Oct. 21, 2009— -- A cluster of violent teen suicides in an affluent California town has officials scrambling to figure out why four kids from the same high school took their own lives and how to prevent others from doing the same.
The death of a 16-year-old boy Monday night in Palo Alto was believed to be the fourth suicide of a Gunn High School student since May. In all four cases, the teenagers jumped into the path of an oncoming commuter train operated by Caltrain.
"Parents are eager for information," said Joan Baran, clinical services director of the Children's Health Council in Palo Alto. "I think parents are wanting to know what they can do."
Information about the teenagers and the particulars of their deaths are being closely guarded by school and police officials who fear a public spectacle will only encourage more unstable students to take their lives.
"It's very difficult and it's very sensitive," Caltrain spokeswoman Tasha Bartholomew said today.
The four teens entered the tracks near the East Meadow Road crossing, she said, "which is not very far from Gunn."
The rash of suicides started May 5, when a 17-year-old male committed suicide at 8:20 a.m. during the morning commute. He was followed June 2 by a 17-year-old girl and again Aug. 21 by a 13-year-old girl who was to have been a freshman at Gunn this fall.
The fourth Gunn student death happened at 10:50 p.m. Monday and although his death has not been officially determined as a suicide, officials believe he willingly put himself in front of the train.
It was unclear whether any of the teens were connected.
Suicide by train is not a new phenomenon in general, Bartholomew said, though this is the largest cluster of teen suicides Caltrain has seen in recent memory. Until the recent suicides, the last teen suicide for Caltrain was a 17-year-old boy in Redwood City, Calif., in January 2008.
Caltrain, which serves communities in the San Francisco Bay Area peninsula, has a weekday ridership of 40,000. In 2008, Bartholomew said, 12 out of the 16 fatalities involving Caltrain were suicides.
Baran told ABCNews.com that Palo Alto set up a committee called HEARD, comprised of pediatricians, schools, police and community agencies after the first two suicides this year "to come up with a response to address this pattern."

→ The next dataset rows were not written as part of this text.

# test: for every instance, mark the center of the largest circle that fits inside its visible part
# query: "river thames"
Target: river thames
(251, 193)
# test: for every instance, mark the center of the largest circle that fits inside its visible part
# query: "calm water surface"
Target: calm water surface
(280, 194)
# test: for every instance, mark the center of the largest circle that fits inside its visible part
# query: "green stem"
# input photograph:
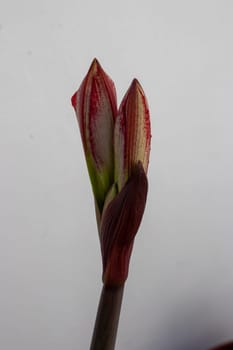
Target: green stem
(106, 324)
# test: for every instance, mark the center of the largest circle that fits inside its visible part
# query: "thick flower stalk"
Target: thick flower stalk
(116, 145)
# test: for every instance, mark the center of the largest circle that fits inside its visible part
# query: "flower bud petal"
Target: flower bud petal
(132, 134)
(96, 108)
(119, 225)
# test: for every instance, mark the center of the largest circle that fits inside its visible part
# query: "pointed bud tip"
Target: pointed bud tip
(136, 86)
(95, 66)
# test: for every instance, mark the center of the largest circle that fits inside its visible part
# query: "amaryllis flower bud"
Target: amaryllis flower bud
(122, 215)
(96, 108)
(132, 134)
(119, 226)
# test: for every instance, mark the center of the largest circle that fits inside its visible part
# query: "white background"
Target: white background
(179, 292)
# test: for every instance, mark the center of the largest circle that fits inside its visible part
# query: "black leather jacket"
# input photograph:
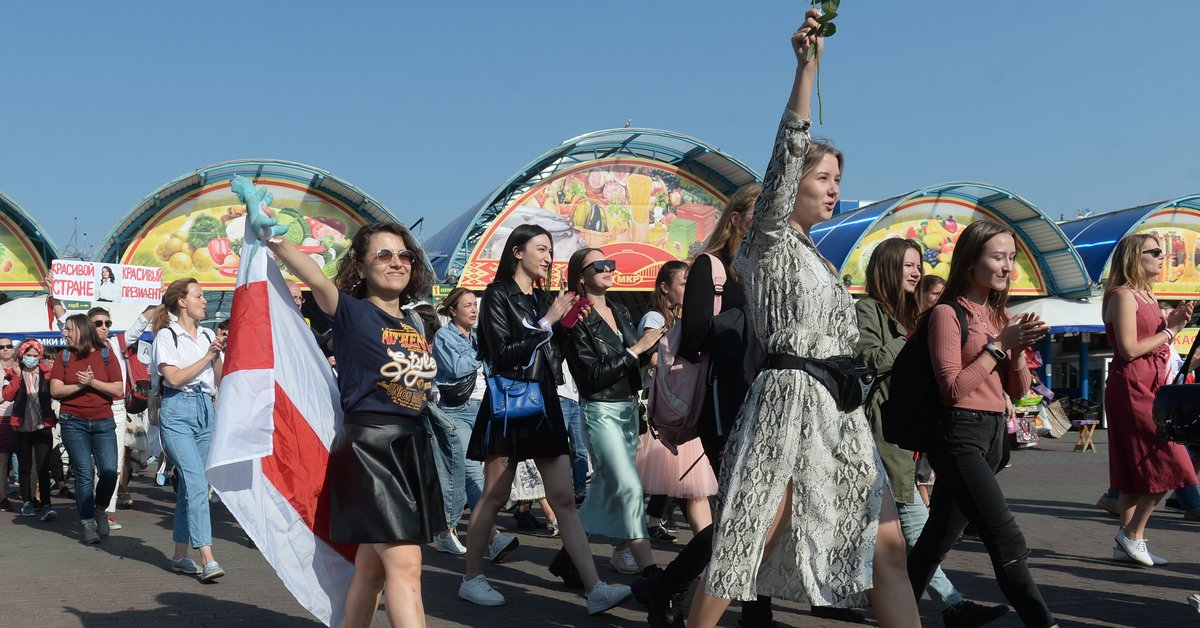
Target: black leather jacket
(505, 341)
(603, 369)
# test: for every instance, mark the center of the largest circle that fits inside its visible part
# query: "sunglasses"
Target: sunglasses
(387, 255)
(604, 265)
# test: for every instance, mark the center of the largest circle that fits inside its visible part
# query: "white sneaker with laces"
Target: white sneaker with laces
(605, 596)
(449, 543)
(1135, 550)
(1120, 556)
(499, 548)
(623, 562)
(478, 591)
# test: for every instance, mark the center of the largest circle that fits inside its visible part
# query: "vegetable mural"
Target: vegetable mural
(640, 213)
(199, 235)
(21, 267)
(936, 225)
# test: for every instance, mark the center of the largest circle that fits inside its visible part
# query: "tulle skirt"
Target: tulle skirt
(661, 471)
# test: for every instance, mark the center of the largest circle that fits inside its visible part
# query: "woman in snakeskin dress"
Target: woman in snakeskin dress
(805, 512)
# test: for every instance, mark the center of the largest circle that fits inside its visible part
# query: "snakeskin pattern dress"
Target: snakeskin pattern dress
(790, 429)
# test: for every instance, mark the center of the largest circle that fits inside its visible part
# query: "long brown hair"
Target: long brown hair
(727, 235)
(1125, 270)
(349, 277)
(665, 279)
(171, 297)
(885, 280)
(575, 270)
(967, 252)
(88, 335)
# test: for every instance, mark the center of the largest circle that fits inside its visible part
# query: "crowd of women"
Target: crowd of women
(522, 392)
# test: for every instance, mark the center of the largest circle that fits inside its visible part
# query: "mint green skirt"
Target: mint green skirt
(613, 507)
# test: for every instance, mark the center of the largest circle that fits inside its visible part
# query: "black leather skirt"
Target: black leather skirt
(385, 485)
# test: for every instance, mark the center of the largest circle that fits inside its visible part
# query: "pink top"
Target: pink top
(975, 386)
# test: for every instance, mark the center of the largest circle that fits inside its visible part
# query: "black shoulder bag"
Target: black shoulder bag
(1177, 407)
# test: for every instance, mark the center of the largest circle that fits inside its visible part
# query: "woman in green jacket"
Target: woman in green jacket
(885, 318)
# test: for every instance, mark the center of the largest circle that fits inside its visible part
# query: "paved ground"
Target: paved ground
(49, 579)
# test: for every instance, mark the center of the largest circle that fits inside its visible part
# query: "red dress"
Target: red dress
(1139, 461)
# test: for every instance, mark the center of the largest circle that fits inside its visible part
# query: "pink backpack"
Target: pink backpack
(678, 389)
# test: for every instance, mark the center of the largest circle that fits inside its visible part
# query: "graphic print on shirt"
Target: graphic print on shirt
(408, 376)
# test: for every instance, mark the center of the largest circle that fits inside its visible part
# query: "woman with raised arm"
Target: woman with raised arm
(1141, 466)
(977, 381)
(516, 333)
(805, 513)
(385, 496)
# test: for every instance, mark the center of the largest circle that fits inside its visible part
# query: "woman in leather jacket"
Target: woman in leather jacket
(603, 352)
(516, 333)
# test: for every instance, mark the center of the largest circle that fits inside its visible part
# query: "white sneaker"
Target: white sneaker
(449, 543)
(478, 591)
(605, 596)
(1120, 556)
(1135, 550)
(499, 548)
(623, 562)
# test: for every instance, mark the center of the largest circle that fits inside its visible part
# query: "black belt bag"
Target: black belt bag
(849, 380)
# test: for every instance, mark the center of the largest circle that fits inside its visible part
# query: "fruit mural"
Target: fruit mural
(21, 267)
(640, 213)
(201, 234)
(1177, 231)
(936, 225)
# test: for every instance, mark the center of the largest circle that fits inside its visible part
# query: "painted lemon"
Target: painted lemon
(203, 261)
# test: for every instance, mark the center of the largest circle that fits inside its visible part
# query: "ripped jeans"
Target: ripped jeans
(966, 453)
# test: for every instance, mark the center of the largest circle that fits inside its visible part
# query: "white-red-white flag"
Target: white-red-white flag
(276, 414)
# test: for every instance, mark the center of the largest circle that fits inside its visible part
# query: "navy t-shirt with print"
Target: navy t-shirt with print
(384, 364)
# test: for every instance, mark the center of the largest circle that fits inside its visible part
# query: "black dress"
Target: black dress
(513, 345)
(381, 464)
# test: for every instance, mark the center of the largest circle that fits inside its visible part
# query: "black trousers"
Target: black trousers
(31, 452)
(966, 453)
(691, 561)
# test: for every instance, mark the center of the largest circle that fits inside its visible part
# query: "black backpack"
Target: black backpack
(913, 402)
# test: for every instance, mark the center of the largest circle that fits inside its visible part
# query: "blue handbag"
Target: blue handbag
(515, 400)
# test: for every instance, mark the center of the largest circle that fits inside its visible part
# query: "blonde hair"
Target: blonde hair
(1125, 270)
(727, 235)
(171, 297)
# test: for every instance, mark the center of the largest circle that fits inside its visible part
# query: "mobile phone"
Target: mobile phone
(575, 314)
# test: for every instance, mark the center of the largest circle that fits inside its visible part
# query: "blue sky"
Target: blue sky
(427, 107)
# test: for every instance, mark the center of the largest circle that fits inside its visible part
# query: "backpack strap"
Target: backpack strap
(719, 279)
(961, 312)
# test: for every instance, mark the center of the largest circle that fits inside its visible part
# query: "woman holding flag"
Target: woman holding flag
(385, 496)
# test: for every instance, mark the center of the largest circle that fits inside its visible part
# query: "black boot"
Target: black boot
(564, 568)
(663, 610)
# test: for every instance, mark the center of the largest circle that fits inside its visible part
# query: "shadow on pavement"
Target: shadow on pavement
(190, 609)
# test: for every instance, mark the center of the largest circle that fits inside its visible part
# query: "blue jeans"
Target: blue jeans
(450, 460)
(472, 478)
(91, 446)
(579, 444)
(185, 419)
(912, 521)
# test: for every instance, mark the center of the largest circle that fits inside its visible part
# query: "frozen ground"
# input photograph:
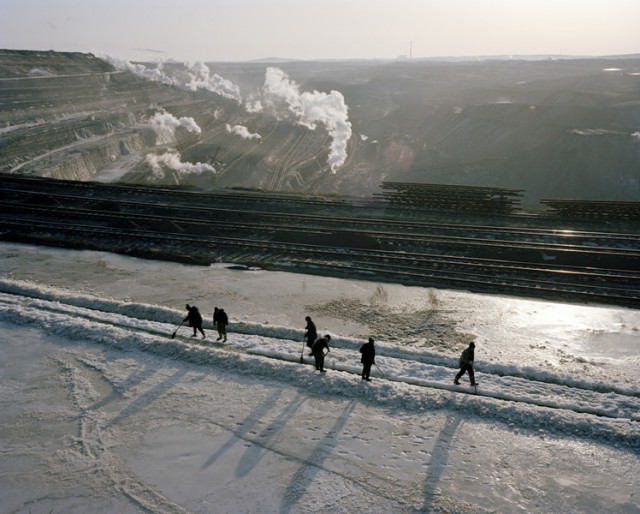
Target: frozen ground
(102, 411)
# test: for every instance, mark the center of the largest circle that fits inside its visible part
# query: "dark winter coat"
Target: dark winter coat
(368, 351)
(320, 345)
(467, 356)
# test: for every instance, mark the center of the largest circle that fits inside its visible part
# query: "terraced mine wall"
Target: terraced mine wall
(552, 129)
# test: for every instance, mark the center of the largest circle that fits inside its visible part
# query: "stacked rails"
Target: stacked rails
(438, 197)
(593, 209)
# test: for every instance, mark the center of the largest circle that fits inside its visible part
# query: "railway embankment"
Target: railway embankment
(541, 255)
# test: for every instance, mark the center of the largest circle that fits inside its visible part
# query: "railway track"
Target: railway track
(582, 266)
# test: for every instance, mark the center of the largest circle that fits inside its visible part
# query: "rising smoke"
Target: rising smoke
(280, 95)
(171, 160)
(201, 78)
(242, 131)
(311, 108)
(140, 70)
(165, 124)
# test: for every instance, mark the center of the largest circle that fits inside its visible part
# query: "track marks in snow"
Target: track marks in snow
(409, 385)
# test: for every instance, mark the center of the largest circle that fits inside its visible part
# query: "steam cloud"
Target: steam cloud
(311, 109)
(171, 160)
(201, 78)
(140, 70)
(165, 125)
(242, 131)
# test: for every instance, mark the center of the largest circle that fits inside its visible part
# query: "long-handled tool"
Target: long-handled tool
(174, 334)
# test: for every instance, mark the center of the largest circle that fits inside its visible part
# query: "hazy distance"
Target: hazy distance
(373, 29)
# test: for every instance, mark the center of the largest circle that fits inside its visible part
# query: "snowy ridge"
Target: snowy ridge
(411, 384)
(153, 318)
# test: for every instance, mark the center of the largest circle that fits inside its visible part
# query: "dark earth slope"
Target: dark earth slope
(554, 128)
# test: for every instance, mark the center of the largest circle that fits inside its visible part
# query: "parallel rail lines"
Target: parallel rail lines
(325, 236)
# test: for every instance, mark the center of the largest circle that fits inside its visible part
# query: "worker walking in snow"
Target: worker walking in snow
(195, 320)
(466, 364)
(368, 351)
(317, 350)
(310, 334)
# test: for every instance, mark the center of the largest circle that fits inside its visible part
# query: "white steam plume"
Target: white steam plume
(201, 78)
(172, 161)
(140, 70)
(165, 124)
(312, 108)
(242, 131)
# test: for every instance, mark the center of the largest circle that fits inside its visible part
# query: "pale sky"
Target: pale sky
(238, 30)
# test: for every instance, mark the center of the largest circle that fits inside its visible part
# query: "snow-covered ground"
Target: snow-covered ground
(103, 411)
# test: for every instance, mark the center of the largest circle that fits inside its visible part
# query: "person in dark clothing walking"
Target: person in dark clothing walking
(466, 364)
(317, 350)
(221, 320)
(310, 334)
(368, 351)
(195, 320)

Parents, she said, were scared. Free parent education classes on dealing with teenage stress were already in place before the suicides, Baran said, but officials saw renewed interest after word got out.
Gunn High School referred all questions to the Palo Alto Unified School District. A district spokeswoman said there would be no statement from either the school or the district because "it's just felt that's the best approach."